Un responsable de la défense israélienne a déclaré que 150 à 200 personnes pourraient franchir le poste-frontière simultanément dans les deux directions. Il a prédit que les Palestiniens quittant Gaza seraient plus nombreux que ceux revenant dans le territoire, notamment parce que les malades et blessés seraient accompagnés. Deux responsables égyptiens ont déclaré qu'au moins 50 Palestiniens procédaient aux démarches dimanche pour franchir le poste-frontière afin d'aller se faire soigner en Egypte. Au cours des premiers jours, environ 200 personnes - malades ou blessés et leurs proches - se rendront chaque jour en Egypte tandis que 50 feront le chemin inverse, ont dit ces responsables.
La réouverture du poste-frontière de Rafah est l'un des principaux points de la première phase du plan de paix promu par le président américain Donald Trump pour mettre fin à la guerre, outre un cessez-le-feu entré en vigueur en octobre mais régulièrement menacé.
Des tirs israéliens ont fait plus de 500 morts, dont une majorité de civils selon les autorités sanitaires locales, depuis l'entrée en vigueur de ce cessez-le-feu tandis que, selon les autorités israéliennes, des activistes palestiniens ont tué quatre militaires israéliens sur cette même période.

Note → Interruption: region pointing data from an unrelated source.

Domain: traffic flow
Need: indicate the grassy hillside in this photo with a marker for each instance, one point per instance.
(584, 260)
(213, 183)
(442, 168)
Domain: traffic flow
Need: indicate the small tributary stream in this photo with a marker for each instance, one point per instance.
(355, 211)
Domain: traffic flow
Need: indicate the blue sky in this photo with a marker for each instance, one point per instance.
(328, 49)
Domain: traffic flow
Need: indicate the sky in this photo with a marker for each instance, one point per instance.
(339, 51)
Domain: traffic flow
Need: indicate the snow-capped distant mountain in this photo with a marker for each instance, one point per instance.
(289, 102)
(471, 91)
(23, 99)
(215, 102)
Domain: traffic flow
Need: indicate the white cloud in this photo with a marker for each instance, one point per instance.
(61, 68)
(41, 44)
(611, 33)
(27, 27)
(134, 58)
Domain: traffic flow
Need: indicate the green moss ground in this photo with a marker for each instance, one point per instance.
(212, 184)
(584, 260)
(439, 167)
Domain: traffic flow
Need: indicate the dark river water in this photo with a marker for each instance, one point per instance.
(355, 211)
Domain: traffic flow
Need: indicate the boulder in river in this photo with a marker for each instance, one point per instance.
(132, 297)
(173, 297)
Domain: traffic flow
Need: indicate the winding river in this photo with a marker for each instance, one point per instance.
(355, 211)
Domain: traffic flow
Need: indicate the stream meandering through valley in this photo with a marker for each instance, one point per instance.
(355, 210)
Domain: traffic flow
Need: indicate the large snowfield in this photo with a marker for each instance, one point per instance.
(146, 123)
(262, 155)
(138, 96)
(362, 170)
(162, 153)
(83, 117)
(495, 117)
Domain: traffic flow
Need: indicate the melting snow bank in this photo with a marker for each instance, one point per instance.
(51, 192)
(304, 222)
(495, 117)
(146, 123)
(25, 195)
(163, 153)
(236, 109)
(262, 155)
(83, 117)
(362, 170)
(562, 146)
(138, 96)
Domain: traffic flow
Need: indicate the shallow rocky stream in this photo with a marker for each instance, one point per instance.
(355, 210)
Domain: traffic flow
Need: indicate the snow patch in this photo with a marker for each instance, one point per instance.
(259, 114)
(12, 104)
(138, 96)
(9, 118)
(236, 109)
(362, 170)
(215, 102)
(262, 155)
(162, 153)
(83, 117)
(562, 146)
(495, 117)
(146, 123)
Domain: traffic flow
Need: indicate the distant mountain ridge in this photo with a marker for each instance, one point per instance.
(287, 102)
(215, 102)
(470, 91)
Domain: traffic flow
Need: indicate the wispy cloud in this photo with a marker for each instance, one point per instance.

Israël a effectué samedi des frappes aériennes parmi les plus intenses depuis l'entrée en vigueur de ce cessez-le-feu, tuant au moins 30 personnes dans la bande de Gaza, en riposte à ce qu'il a qualifié de violation de la trêve par le Hamas la veille avec l'irruption d'activistes dans le territoire à partir d'un tunnel à Rafah.